They’re actually mocking you

Há 75 anos, a Capital (dos Estados Unidos) colhe 24 adolescentes, entre 12 e 18 anos, como “tributos” aos Jogos Vorazes - onde eles irão se “eliminar” até que sobre apenas um vencedor. A arena é artificial, teleguiada e repleta de câmeras que promovem, ao público da capital - que tem ócio suficiente para ver TV o quanto quiserem -, o banho de sangue como entretenimento e, aos distritos, um lembrete da sua derrota num levante ocorrido contra a capital; tendo esta quase a mesma idade do reality show justamente por tê-lo motivado. Dois públicos, duas mensagens.


O público da capital é vazio e raso, tomando as suas identidades pela forma como combinam as cores das suas vestes e cabelos. Estes são abastecidos pelo trabalho dos distritos, que “oferecem” suas especiarias (o de Katniss, por exemplo, produz carvão) em troca de miséria [não foi pra causar efeito nenhum, essa frase; eu realmente não consigo pensar em outra coisa que eles recebam em troca]. Um ponto relevante sobre os distritos é que os mais próximos da capital possuem melhores condições de vida; e que essa proximidade reflete numa identificação com esta e até mesmo um certo orgulho do seu papel naquele sistema (a saber, produzir “heróis” para os Jogos).

Dois fatores que contribuem com a teia densa de fundamentos do antagonismo que Katniss precisará enfrentar são: 1) a ideologia por trás da opressão da capital de, não pintar o mundo com o mal e fazer as pessoas sofrerem por diversão, mas conter uma nova guerra [ressaltando que não estou defendendo a capital, mas discutindo a composição da obra]; 2) eles possuem aliados entre os próprios oprimidos: tanto os habitantes da capital - que acreditam que, por ter comida e entretenimento (ambos voltados ao consumo), são bem tratados e sortudos por terem um governo tão generoso -, quanto os membros dos distritos mais ricos - que ao invés de questionarem aquele sistema, correm atrás dos valores, e ainda se sentem vitoriosos em terem o seu escárnio travestido de metas de vida compartilhados na mídia.

É nesse contexto que se inclui uma protagonista marcada por atos rebeldes involuntários - que vão de mudar o resultado do sorteio dos participantes a vencer sem matar ninguém, a despeito da proposta do torneio. Katniss acaba se tornando um simbolo da revolução, pra uns, e um produto cultural, pra outros. A personagem, que tinha boas habilidades com o arco [acho mais legal que espada], entra no lugar da irmã, que não tinha possibilidade nenhuma de vencer naquele ambiente. Do outro lado, há o admirador secreto desta, o padeiro Peeta; peça chave na reviravolta da trama (a nível de trilogia).
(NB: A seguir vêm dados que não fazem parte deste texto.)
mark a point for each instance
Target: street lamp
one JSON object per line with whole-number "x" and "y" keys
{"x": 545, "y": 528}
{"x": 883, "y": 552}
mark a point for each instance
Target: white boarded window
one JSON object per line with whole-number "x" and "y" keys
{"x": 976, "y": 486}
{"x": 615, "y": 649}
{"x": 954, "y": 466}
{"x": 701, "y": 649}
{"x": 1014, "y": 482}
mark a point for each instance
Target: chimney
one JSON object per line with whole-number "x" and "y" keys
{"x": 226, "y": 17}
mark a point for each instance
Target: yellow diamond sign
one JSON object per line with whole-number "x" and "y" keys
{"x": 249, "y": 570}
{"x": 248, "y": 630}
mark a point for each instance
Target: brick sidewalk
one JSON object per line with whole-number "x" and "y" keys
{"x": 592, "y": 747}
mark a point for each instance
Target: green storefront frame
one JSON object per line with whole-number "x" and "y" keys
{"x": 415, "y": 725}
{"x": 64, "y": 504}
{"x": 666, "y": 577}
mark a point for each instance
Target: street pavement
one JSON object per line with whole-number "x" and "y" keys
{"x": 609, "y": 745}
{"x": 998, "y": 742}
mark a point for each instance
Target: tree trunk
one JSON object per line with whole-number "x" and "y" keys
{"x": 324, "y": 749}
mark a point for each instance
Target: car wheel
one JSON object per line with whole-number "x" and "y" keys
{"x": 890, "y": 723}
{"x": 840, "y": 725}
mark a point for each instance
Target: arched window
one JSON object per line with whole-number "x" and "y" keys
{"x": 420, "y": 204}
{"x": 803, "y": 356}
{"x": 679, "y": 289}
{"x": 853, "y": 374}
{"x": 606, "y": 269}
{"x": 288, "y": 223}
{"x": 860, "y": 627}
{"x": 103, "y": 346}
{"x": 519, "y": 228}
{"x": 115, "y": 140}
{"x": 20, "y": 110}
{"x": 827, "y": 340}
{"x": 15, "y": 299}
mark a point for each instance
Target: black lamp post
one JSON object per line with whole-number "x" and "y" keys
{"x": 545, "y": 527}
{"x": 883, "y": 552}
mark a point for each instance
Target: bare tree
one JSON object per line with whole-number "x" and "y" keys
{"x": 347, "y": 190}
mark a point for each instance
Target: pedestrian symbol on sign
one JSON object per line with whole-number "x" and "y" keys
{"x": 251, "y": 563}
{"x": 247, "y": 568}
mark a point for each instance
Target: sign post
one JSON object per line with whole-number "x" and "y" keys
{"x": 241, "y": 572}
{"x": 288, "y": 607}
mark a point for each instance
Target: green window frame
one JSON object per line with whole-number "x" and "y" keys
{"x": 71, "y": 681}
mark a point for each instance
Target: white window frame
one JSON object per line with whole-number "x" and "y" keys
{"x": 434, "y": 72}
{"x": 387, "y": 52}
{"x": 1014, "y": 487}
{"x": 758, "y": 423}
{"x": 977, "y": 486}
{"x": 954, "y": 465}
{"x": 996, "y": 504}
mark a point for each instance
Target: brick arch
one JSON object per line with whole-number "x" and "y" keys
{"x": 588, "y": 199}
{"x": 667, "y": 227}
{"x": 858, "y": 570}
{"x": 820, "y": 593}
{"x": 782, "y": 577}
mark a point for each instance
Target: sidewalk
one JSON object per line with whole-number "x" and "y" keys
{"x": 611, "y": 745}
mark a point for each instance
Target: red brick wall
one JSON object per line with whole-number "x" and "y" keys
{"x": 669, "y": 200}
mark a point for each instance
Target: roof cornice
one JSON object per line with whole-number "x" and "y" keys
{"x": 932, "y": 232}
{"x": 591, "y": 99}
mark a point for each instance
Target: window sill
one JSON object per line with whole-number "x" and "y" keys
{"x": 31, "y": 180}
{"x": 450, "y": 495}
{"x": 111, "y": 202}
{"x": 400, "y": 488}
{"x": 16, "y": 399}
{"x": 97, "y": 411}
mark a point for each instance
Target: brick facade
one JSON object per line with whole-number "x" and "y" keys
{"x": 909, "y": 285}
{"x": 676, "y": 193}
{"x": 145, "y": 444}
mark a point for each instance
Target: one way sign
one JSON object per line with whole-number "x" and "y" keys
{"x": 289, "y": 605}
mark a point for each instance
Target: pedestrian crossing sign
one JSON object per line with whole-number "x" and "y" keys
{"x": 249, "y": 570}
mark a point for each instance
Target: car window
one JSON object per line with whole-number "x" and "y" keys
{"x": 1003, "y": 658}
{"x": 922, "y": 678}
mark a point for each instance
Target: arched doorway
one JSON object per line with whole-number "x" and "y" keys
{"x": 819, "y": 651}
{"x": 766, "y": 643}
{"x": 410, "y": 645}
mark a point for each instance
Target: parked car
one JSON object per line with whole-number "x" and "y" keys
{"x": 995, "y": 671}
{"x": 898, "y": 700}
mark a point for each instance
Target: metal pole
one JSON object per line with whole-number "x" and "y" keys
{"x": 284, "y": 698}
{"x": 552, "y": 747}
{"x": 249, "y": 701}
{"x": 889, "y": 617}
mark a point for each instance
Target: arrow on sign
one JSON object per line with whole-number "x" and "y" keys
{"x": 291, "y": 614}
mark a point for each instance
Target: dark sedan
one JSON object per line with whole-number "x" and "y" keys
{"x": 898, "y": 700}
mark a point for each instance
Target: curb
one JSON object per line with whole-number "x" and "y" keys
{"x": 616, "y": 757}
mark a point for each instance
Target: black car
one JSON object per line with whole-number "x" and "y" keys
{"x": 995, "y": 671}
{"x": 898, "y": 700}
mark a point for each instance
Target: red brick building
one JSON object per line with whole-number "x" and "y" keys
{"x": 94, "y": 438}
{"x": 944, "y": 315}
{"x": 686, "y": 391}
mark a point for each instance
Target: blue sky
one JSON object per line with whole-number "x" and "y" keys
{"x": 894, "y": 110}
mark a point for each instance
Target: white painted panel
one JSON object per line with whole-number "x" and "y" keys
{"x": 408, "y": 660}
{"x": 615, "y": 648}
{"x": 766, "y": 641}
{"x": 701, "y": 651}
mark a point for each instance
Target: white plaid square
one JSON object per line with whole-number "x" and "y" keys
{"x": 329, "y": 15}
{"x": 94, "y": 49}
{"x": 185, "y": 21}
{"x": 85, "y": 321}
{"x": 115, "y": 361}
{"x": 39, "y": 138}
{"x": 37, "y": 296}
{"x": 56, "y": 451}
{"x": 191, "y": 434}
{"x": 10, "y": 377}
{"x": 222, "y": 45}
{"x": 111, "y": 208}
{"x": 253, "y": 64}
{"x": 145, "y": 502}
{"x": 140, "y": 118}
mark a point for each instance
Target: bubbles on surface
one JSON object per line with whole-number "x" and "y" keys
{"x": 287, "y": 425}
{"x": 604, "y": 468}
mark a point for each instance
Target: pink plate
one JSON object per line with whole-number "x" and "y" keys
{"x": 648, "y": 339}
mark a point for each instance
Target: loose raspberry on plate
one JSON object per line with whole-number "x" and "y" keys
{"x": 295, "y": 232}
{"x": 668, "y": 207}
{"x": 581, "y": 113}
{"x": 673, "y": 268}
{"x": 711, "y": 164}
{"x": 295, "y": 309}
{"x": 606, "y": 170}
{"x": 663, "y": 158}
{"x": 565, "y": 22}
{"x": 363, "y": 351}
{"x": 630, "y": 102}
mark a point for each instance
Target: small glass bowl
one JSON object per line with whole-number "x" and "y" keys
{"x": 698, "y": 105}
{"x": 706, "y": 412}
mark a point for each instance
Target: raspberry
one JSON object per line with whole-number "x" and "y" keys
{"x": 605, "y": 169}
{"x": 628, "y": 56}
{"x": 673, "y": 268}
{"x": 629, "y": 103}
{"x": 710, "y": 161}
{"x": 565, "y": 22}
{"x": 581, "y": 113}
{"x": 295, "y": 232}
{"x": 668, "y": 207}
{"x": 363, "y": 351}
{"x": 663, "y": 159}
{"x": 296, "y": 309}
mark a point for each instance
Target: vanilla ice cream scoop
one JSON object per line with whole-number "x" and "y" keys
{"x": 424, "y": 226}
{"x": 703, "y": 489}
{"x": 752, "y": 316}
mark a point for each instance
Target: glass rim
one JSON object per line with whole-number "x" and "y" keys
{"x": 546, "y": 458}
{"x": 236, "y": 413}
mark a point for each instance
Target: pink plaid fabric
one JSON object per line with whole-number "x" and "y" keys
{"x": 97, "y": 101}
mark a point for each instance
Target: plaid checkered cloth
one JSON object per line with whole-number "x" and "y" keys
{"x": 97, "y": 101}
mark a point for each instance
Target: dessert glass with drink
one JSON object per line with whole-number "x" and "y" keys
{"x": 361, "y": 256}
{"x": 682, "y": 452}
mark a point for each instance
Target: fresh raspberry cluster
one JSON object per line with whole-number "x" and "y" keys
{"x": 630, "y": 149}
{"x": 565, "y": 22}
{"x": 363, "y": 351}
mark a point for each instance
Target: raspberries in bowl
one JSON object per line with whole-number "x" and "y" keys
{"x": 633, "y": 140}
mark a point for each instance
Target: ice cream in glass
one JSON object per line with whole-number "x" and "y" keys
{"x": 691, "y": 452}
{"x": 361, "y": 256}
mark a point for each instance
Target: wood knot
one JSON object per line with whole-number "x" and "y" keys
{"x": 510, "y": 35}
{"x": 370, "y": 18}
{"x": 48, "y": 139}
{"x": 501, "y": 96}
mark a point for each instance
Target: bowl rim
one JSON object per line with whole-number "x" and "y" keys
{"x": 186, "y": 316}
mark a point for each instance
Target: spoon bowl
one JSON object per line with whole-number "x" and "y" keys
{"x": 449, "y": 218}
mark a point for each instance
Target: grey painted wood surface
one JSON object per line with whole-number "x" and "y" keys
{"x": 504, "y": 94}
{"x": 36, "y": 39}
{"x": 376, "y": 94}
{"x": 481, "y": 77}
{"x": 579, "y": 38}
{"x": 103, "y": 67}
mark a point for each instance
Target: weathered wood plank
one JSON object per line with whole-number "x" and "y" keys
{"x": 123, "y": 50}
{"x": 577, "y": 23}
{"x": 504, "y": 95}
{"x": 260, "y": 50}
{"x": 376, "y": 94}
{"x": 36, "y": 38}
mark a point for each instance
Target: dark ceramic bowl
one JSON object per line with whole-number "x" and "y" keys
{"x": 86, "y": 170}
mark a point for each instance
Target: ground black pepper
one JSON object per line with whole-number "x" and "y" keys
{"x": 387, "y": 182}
Quando Peeta percebe que são permitidos “patrocínios” [e que eles são muito pobres pra receber algum], começa a se esforçar em conquistar o público público. E o que mais iria agradar uma sociedade de plástico, rasa e alienada do que um romance adolescente?

Enquanto Katniss tá transbordando de insegurança e revolta cruas - desconfiando de tudo e de todos e preocupada apenas com a sua segurança e vitória -, Peeta vai fazendo o seu marketing e manipulando o resultado do torneio; se a gente, como leitor/expectador [whatever-deen], já sabe que eles dois vão sobreviver até o fim, pelo menos a autora se preocupa em representar a influencia da vontade do público no resultado da obra. E isso que começa a tornar Jogos Vorazes cada vez mais interessante: como que, de uma perspectiva baseada na metalinguagem, as narrativas (livro e filme) propõem uma autoconsciência ao leitor enquanto público não da obra, mas dos próprios jogos. Esses que Peeta saca, logo de cara; antes mesmo de entrar no torneio. Esses que a indústria cinematográfica já domina tão bem. E todos nós estamos tão dispostos a jogar.